ED-Pose++: Enhanced Explicit Box Detection for Conventional and Interactive Multi-Object Keypoint Detection

Abstract

Detecting keypoints on diverse objects is essential for fine-grained visual understanding and analysis. This paper introduces Enhanced Explicit Box Detection (ED-Pose++), an end-to-end framework that leverages cascade box regression to realize both conventional and interactive multi-object keypoint detection. Unlike traditional one-stage methods, ED-Pose++ innovatively redefines multi-object keypoint detection as a dual-phase explicit box detection, achieving a unified representation and regression optimization process. Specifically, an object detection decoder first extracts each object’s position and global features, establishing a good initialization for subsequent keypoint detection.

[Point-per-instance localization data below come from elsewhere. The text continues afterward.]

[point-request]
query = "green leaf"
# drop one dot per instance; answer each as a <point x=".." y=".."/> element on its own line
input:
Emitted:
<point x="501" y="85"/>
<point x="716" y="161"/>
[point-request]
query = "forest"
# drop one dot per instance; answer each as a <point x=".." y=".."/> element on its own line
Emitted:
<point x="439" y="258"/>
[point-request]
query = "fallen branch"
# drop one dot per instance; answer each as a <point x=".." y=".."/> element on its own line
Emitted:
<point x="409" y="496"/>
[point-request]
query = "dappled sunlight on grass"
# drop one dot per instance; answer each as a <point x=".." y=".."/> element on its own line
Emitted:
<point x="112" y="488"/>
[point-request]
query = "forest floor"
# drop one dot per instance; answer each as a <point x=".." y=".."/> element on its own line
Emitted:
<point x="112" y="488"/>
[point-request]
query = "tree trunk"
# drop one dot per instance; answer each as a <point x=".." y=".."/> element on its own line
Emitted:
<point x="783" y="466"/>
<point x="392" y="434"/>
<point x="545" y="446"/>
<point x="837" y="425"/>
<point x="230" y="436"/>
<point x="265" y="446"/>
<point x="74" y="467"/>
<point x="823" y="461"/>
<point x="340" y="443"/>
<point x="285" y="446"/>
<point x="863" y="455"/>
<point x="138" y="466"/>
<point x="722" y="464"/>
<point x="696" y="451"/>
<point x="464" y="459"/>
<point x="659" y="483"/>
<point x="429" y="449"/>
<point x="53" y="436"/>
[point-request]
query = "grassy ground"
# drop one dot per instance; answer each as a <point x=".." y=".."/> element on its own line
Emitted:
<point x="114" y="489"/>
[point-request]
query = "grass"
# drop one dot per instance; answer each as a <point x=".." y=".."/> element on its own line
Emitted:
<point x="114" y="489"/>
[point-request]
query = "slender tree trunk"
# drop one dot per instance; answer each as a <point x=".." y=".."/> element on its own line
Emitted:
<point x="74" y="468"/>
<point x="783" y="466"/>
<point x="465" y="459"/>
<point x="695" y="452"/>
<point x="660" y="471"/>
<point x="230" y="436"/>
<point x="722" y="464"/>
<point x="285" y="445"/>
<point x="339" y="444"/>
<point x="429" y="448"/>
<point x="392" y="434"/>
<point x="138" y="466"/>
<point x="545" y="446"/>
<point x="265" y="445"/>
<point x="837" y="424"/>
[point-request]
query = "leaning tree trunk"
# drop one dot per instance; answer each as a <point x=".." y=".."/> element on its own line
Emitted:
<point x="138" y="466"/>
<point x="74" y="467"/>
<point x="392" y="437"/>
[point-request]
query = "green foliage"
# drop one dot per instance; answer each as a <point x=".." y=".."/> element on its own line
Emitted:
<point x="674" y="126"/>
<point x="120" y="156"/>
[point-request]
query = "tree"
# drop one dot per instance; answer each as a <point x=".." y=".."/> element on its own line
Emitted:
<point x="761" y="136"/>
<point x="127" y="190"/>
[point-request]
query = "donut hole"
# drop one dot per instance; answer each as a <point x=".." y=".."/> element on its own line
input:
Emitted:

To bring in contextual information near keypoints, we also regard each keypoint as a small box to learn both positions and their related local contents. In practice, an object-to-keypoint detection decoder adopts a collaborative learning strategy between object and keypoint features, facilitating efficient information propagation between global and local perspectives. Rooted on the architecture, we further equip dual-phase box detection with an interactive mechanism that enables the model to refine its predictions based on limited user feedback. During training, we incorporate an error correction scheme to equip the model with an adept self-correction capability for use during inference. The comprehensive experiments demonstrate ED-Pose++’s superior performance in conventional multi-object keypoint detection tasks. For the first time, ED-Pose++ outperforms heatmap-based top-down approaches across various benchmarks, despite operating within a fully end-to-end architecture. The interactive variant also dramatically reduces more than 10 times the labeling effort of 2D keypoint annotation compared with manual-only annotation.